I started by defining the brief a little further. Children and Young People is a very broad market and it is unlikely a design for five years olds will work for fifteen year olds. I decided the market would be primarily Young Adult (defined as 12 – 18yrs; Young Adult Library Services).
I had already done some background research on Penguin Books, and having read ‘Penguin by Design,’(Baines & Pearson, 2005) I felt like I had plenty of scope for developing the designs. While they needed a degree of consistency, the cover designs could draw on a range of influences. Although Penguin is mostly associated with orange spines, it has used patterns and other colours so this didn’t feel too restrictive.
I then did my usual in terms of sketching ideas and thinking about the themes I might use to develop the designs.
I was a bit put off by the fact that the Typography book seemed to have a double title – both ‘Typography’ and ‘A is for…’ so in my sketches I played with some examples where they all had a title. But this also seemed inconsistent, why would you have a book on colour called ‘C is for…’ when the one on typography is ‘A is for…’? I was also a bit worried that the title might locate it in a much younger age group and could therefore be in tension with the age group I had chosen to work with. It seemed to me that this meant the cover needed to be eye catching enough to be taken off the shelf and explored.
During Section Four I found three books on typography that were both helpful and enjoyable:
- Typography Workbook (Samara, 2004)
- Playing with Type (McCormick, 2013)
- How to Draw Type and Influence People (Hyndman, 2017)

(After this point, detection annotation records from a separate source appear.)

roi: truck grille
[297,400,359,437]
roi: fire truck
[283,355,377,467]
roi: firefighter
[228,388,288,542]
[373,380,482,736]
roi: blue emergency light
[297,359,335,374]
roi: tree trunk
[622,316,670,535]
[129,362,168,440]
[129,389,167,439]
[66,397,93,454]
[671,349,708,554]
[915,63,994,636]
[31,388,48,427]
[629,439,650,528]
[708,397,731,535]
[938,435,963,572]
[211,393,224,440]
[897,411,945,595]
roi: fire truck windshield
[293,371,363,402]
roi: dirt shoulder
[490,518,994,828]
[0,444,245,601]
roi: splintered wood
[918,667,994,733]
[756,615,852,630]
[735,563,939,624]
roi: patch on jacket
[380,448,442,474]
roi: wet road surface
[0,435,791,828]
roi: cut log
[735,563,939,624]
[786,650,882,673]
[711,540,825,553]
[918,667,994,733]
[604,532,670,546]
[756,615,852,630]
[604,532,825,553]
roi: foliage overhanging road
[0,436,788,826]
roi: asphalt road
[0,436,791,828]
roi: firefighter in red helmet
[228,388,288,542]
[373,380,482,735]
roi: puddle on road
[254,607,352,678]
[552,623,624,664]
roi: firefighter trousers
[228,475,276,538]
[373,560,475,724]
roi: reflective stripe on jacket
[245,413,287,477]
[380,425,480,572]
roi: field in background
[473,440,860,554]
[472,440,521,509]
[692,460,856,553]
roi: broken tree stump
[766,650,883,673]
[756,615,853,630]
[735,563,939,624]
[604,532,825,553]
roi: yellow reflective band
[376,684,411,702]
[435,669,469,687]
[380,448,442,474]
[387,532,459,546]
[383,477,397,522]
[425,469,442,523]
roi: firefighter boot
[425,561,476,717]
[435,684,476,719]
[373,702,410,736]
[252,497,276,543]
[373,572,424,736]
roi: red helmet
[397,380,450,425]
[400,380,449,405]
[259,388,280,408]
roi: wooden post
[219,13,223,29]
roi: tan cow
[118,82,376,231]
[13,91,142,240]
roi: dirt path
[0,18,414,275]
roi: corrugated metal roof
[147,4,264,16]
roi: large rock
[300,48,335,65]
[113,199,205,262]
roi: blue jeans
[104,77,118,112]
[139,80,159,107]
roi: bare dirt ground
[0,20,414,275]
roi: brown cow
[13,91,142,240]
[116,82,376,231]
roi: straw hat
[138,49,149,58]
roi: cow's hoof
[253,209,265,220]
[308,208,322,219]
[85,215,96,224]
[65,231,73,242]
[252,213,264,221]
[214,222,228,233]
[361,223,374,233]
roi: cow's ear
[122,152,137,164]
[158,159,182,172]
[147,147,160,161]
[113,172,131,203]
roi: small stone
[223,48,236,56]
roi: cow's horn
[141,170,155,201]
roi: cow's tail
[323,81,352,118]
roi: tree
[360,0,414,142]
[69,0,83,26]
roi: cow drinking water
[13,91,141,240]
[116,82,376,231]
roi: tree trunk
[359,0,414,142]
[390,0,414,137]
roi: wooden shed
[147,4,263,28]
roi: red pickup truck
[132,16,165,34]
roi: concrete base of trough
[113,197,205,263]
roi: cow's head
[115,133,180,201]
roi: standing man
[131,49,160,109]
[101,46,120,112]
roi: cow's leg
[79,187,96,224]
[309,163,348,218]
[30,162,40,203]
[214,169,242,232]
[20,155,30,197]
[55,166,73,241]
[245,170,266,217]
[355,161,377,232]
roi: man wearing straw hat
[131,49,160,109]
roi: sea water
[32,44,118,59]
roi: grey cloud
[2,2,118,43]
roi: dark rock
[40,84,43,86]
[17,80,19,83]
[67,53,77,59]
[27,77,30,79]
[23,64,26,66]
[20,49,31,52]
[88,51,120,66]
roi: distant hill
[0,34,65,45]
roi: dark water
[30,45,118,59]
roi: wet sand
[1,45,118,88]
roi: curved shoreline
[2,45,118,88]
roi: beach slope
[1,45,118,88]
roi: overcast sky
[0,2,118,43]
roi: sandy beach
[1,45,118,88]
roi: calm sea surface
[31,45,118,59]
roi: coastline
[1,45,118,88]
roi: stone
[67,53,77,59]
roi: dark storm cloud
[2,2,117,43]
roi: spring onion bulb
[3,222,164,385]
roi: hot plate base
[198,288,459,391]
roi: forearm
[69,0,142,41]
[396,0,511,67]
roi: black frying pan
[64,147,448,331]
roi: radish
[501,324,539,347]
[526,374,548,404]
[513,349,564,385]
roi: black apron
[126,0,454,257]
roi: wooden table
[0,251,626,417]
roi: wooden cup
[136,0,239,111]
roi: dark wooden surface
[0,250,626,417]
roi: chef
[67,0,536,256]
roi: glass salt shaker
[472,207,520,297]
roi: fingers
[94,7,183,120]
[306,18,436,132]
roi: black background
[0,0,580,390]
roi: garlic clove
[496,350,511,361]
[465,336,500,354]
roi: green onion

The two activity books were particularly good for engaging me and were a bit more playful than some of the other resources I had found, which seemed to get very technical very quickly and I found a bit daunting as a non-specialist. I decided I would take a similar approach to encourage young readers to play with typography. I did a bit more research and found that Penguin do produce activity books so it would be in keeping with the brief.
I did more research around typography books for young people and found very little, apart from the truly delightful ‘Serif Fairy’ (Siegfried & Mann, 2007) I broadened the research to graphic design and found a few more titles, but not many – definitely a gap in the market!
Layout examples:
- Typography Workbook – 230mm x 230mm, 3 column grid
- Penguin by Design – 185mm x 220mm, 3-column grid
- Playing with Type – 235mm x 235 mm, mainly 2 column grid
- How to Draw Type… – 270mm x 230mm, layout is varied – single column to three
- Graphic Design for Kids – 210mm x 230mm, two column grid
This seemed to imply that the dimensions I was working with were narrower than the other activity books I had seen. A challenge, but hopefully not insurmountable!
References:
Baines, P., & Pearson, D. (2005). Penguin by design: a cover story 1935-2005: Penguin Press.
Hyndman, S. (2017). How to Draw Type and Influence People: an activity book. London: Laurence King Publishing Ltd.
McCormick, L. (2013). Playing with Type: 50 graphic experiments for exploring typographic design principles. Beverley, MA: Rockport Publishers.
Samara, T. (2004). Typography workbook: a real-world guide to using type in graphic design: Rockport Publishers.
Siegfried, R., & Mann, J. (2007). The Serif Fairy. New York: Mark Batty Publisher.